Читать книгу Хрустальная сосна. «Где, в каких краях встретимся с тобою?..» - Виктор Улин - Страница 8
Книга первая
Часть первая
6
ОглавлениеВ первый же вечер выяснилось, что кто-то из нас должен идти на ферму за молоком.
– Саша-командир велел часов в десять отправляться, – сказала за ужином Тамара. – Это недалеко отсюда. Говорит, километра два в один конец.
– Знаю, – сказал я. – Мы прошлом году тоже за молоком на ферму ходили. Правда, не отсюда, а из деревни. Ближе получалось.
– Пошли, тогда сегодня мы сходим, что ли? – предложил Славка.
– Давай, – согласился я. – Обновим парное молоко… Давай, Тамара, справку от председателя…
В десять часов, прихватив две пустые десятилитровые фляги, стоявшие на кухне еще с той смены, мы двинулись в путь.
Вечерело. Воздух пока держал теплый солнечный свет – но само солнце клонилось к закату. Большое, круглое и красное, висело оно за нашими спинами, над черными деревьями острова.

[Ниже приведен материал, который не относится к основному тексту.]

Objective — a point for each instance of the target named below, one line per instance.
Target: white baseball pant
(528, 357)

Мы не спеша шагали по серой колее, пробитой грузовиком через луг. Потом поднялись наверх около паромной переправы и зашагали по пыльной дороге.
Вечерняя дорога, которой не казалось конца, лежала перед нами. Красное солнце осталось позади, быстро падая в расселину между островом и высоким правым берегом. А перед нами над дорогой, над дрожащей в далекой сумеречной дымке деревней, и даже над густо лиловеющей цепью неблизких гор, перекинулась полоса облаков. И солнце, прощаясь, красило их в нежный розовато-сиреневый цвет.

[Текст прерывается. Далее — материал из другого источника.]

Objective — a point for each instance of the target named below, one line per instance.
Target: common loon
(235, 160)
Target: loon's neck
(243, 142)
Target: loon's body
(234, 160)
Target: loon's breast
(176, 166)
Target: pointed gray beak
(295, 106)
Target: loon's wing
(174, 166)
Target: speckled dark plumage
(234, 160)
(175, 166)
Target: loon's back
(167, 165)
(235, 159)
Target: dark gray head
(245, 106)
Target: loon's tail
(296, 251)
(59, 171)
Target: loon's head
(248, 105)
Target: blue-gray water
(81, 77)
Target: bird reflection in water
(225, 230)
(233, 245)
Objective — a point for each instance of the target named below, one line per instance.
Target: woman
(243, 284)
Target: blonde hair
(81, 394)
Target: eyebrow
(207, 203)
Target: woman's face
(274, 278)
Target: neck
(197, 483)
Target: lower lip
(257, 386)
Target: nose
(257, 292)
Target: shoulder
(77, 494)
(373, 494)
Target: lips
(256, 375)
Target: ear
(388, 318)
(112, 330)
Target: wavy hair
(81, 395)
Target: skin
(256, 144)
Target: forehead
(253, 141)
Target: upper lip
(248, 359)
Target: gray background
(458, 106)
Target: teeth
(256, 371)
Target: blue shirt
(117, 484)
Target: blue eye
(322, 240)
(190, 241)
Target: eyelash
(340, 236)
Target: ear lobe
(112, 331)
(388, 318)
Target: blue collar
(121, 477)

– Смотри, какое чудо эти облака, – почему-то тихо сказал я. – Какой удивительный цвет…
– Как черносмородинное мороженое, – вздохнул Славка.

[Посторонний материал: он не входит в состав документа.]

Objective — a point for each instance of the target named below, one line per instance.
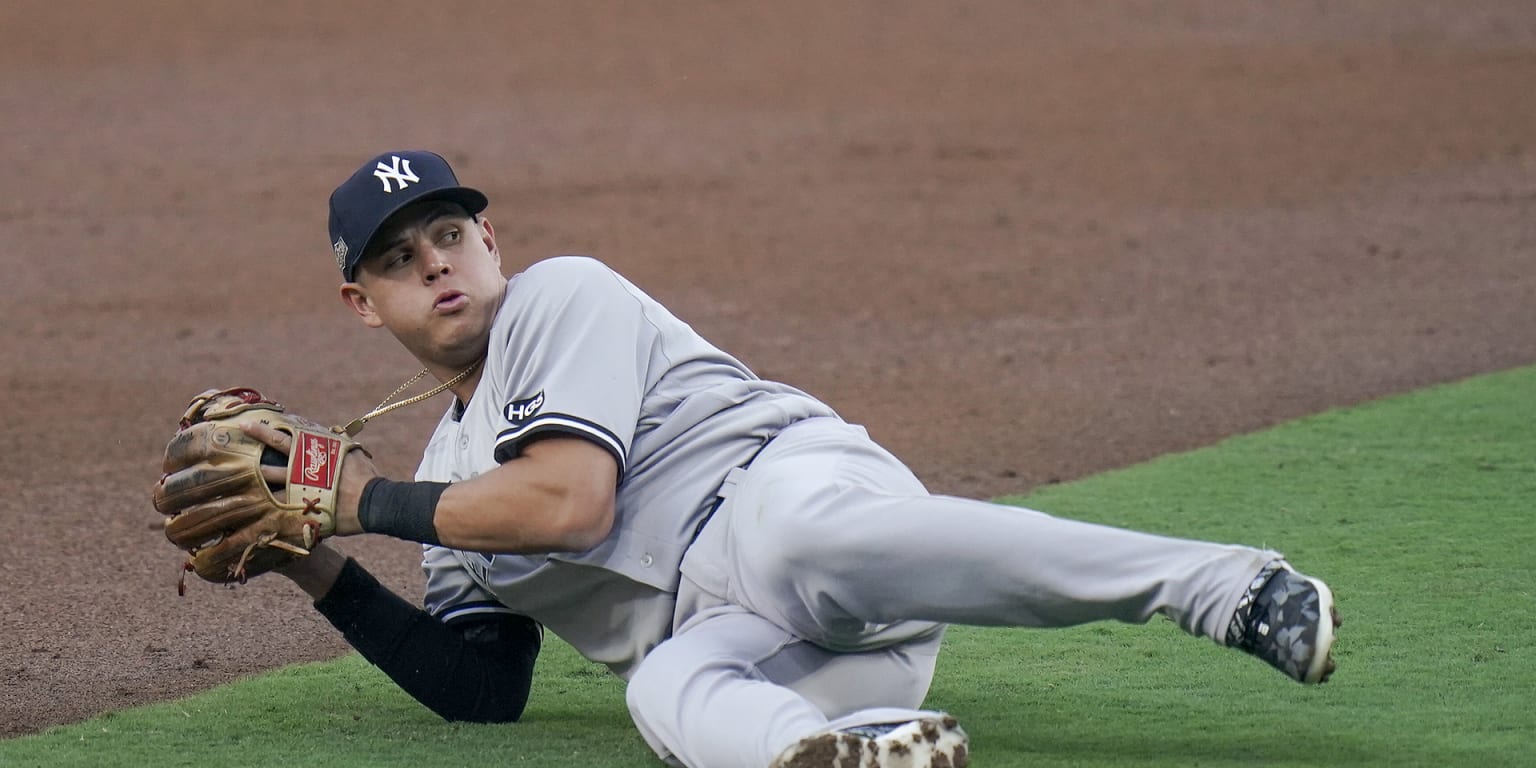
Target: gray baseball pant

– Черносмородинное? А где тебе его доводилось пробовать? Неужто в нашей дыре его где-то подают?
– Нет, конечно. В Москве как-то раз. В командировке.
– В командировке… – повторил я. – В командировке – боже мой, какое гнусное слово. Командировка, командир, начальник, план, аттестация, работа… Как далеко вся эта гадость сейчас. Звонок будильника, турникет, охота за свободным вкладышем…
– Ругань начальника, – продолжил Славка. – И очередь у кассы за несколькими трешницами.
– И у кассы тоже… Ничего этого теперь нет. Словно ничего и не было – ни телефонных звонков, ни давки в автобусе. Ни-че-го. Никакой этой мышиной возни. Нет и не будет целых четыре недели. Ничего, кроме этой вечерней дороги. И сиреневой дымки заката, и свода облаков, нависших малиновой аркой над нами, и звука наших шагов в теплой пыли, и тихого позвякивания крышек на пустых флягах…
– Красиво говоришь, Женя, – улыбнулся Славка. – Ты, случаем, стихи не пишешь?
– Стихи? Да нет, даже не пробовал никогда. Жизнь – она, знаешь, как-то больше все прозой диктует…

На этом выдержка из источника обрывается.